Now, standing on the platform in Venice, I fill my senses with the picture he makes, the winter sun catching the mahogany strands in his hair and making them glitter like hidden gold. I drink it in like a breath of air, but school my expression before his eyes can turn sharp, and he gets the look of a man preparing to bolt.

“Well?” he asks, his voice clear and melodious. “What’s next, Ringmaster Travers?”

He startles a laugh out of me. “I like that. Maybe I should have business cards and a top hat.”

“As long as it’s not a whip, I’m fine with that.”

“Not my thing.”

“Have you tried it?”

“No. I’m just not comfortable with being restrained in any way.”

He shoots me a suddenly tender look. He fully understands my statement and its reasons, but as usual with Felix, he doesn’t pry. He never did. I’d simply told him more and more every time we were together, like I’d drunk an enchantment potion in fairyland.

“How about you?” I ask and immediately feel sick.I don’t want to know,I think savagely.Don’t tell me about your other lovers.
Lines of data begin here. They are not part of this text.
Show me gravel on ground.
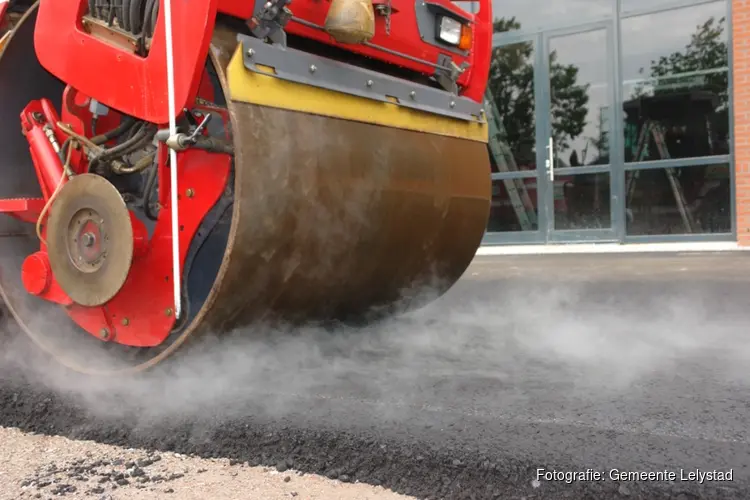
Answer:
[0,427,413,500]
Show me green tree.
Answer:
[488,17,589,164]
[634,17,729,109]
[625,16,729,154]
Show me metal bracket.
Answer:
[435,54,471,94]
[247,0,292,47]
[237,34,485,123]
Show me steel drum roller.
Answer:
[0,11,491,374]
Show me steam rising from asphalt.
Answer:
[4,268,750,436]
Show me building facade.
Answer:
[476,0,750,246]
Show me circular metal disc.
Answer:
[47,174,133,306]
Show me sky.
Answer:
[484,0,727,165]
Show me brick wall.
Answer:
[732,0,750,246]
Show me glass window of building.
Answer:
[492,0,614,33]
[622,1,729,162]
[621,1,732,236]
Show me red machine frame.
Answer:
[30,0,492,124]
[0,0,492,347]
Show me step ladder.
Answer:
[484,89,537,231]
[626,120,696,233]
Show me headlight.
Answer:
[438,16,461,46]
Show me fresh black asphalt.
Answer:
[0,253,750,499]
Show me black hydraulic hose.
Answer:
[91,116,136,146]
[150,2,159,36]
[143,155,159,220]
[142,0,155,38]
[120,0,132,31]
[89,122,147,171]
[97,122,148,160]
[130,0,145,35]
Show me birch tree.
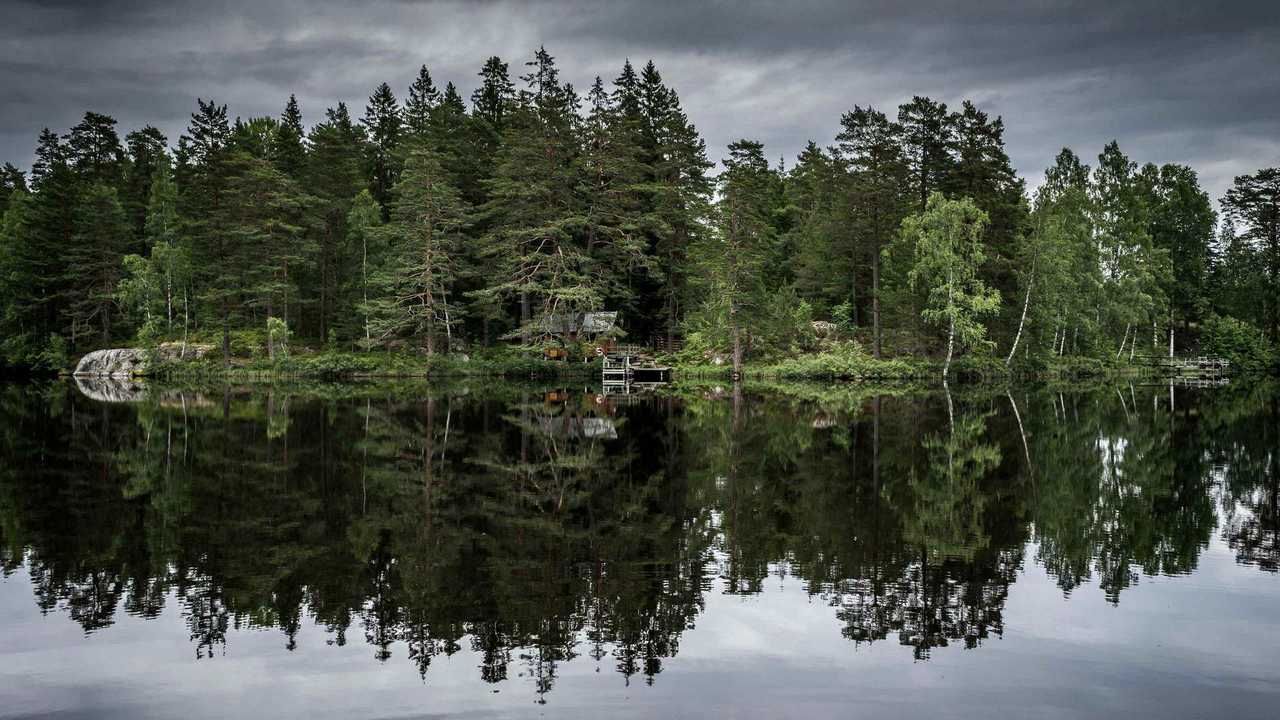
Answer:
[897,192,1000,378]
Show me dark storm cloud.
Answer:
[0,0,1280,196]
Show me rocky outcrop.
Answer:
[72,342,214,378]
[74,347,147,378]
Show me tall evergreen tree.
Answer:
[270,94,307,181]
[67,113,124,188]
[301,102,367,340]
[836,106,909,357]
[364,82,404,217]
[63,182,132,347]
[120,126,172,240]
[404,65,440,143]
[477,49,588,343]
[897,95,955,210]
[698,140,774,378]
[1222,168,1280,342]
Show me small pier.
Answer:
[1134,355,1231,386]
[599,343,671,393]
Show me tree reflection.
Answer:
[0,384,1280,698]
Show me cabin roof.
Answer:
[541,310,618,334]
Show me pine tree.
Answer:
[365,149,466,355]
[224,151,314,357]
[64,182,132,347]
[1140,164,1217,355]
[120,126,169,240]
[836,106,909,359]
[897,95,955,210]
[0,187,46,365]
[146,155,191,336]
[476,49,600,345]
[1222,168,1280,342]
[404,65,440,143]
[364,82,404,217]
[177,100,246,363]
[0,163,27,210]
[696,140,773,378]
[67,113,124,188]
[307,102,367,340]
[577,77,654,316]
[471,55,516,130]
[26,128,82,348]
[344,189,378,348]
[270,95,307,181]
[637,61,713,347]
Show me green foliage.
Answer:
[899,192,1000,374]
[1201,315,1276,372]
[0,56,1259,374]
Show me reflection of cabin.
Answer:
[539,416,618,439]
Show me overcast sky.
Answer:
[0,0,1280,200]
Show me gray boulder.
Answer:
[73,347,147,378]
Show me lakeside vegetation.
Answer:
[0,49,1280,379]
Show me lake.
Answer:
[0,380,1280,719]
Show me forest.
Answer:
[0,49,1280,372]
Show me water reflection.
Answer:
[0,384,1280,694]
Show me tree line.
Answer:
[0,49,1280,368]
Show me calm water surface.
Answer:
[0,383,1280,719]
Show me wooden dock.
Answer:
[600,345,671,392]
[1134,355,1231,380]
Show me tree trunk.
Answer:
[872,249,881,360]
[520,290,529,345]
[1116,323,1133,360]
[223,301,232,366]
[942,313,956,383]
[732,318,742,380]
[1005,270,1036,368]
[266,295,275,360]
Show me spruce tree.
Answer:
[836,106,910,359]
[404,65,440,143]
[67,113,124,188]
[897,95,955,210]
[364,82,404,217]
[307,102,367,340]
[695,140,774,378]
[1222,168,1280,342]
[476,49,600,343]
[364,149,466,355]
[120,126,170,240]
[270,95,307,181]
[63,182,132,347]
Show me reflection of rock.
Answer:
[76,347,147,378]
[76,373,147,402]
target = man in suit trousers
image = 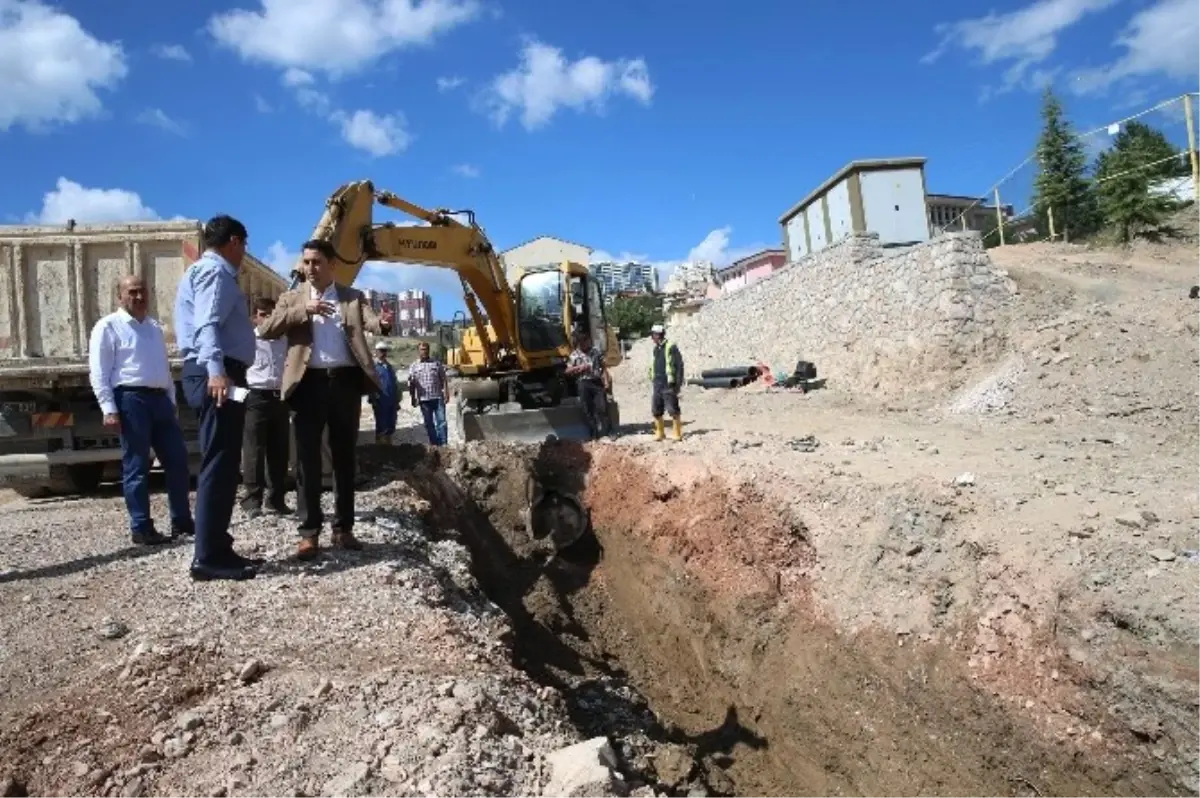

He laughs. “I know others like it and all power to them, but it’s not for me either. I had a bloke once who wanted me to pretend I was a schoolboy and spank my bottom. I pointed out that if he’d spanked my bum when I was a schoolboy he’d have been up on a charge, which put a slight dampener on the evening. He kept trying, but finally lost interest when I asked him to write his name on my pencil case and said I wanted to go for a smoke behind the bike sheds.”

My relieved laughter catches and holds on the air. “Come on,” I say lightly. “Let’s grab a taxi.”

We come out of the station, and he stops dead. “Jesus, is that our taxi?”

I nod, steering him over to the water taxi waiting for us, its wood gleaming in the winter sunshine and the flags on it snapping on the breeze. “No cars are allowed in Venice, so we’ll take the boat to the hotel.” I take his hand, helping him onto the boat as the driver deals with our bags.

When Felix disengages and goes to stand by the side, I immediately miss the warmth of his hand. I’m slightly mollified when he glances over his shoulder and calls, “Come and look at this, Max.”

The water taxi sets off, and a stiff breeze whips the air. Venice in the winter is beautiful but very cold, the sea winds blowing in off the Adriatic and seeming to get into every nook and cranny. He nestles slightly closer, pulling his jacket around his thin body, and I throw my arm over his shoulder.

“For warmth,” I say. “One friend to another.”

He nods, his expression slightly wary, but I stay close and relish the feel of him.

Venice is one of my favourite cities, and has views that I will never tire of. No grim industrial estates and boarded up shops here, like you see when entering so many other big cities. Instead, we slip into Venice on water that sparkles coldly, our boat jostling for space with the other crafts skimming the water and kicking up spumes of white foam.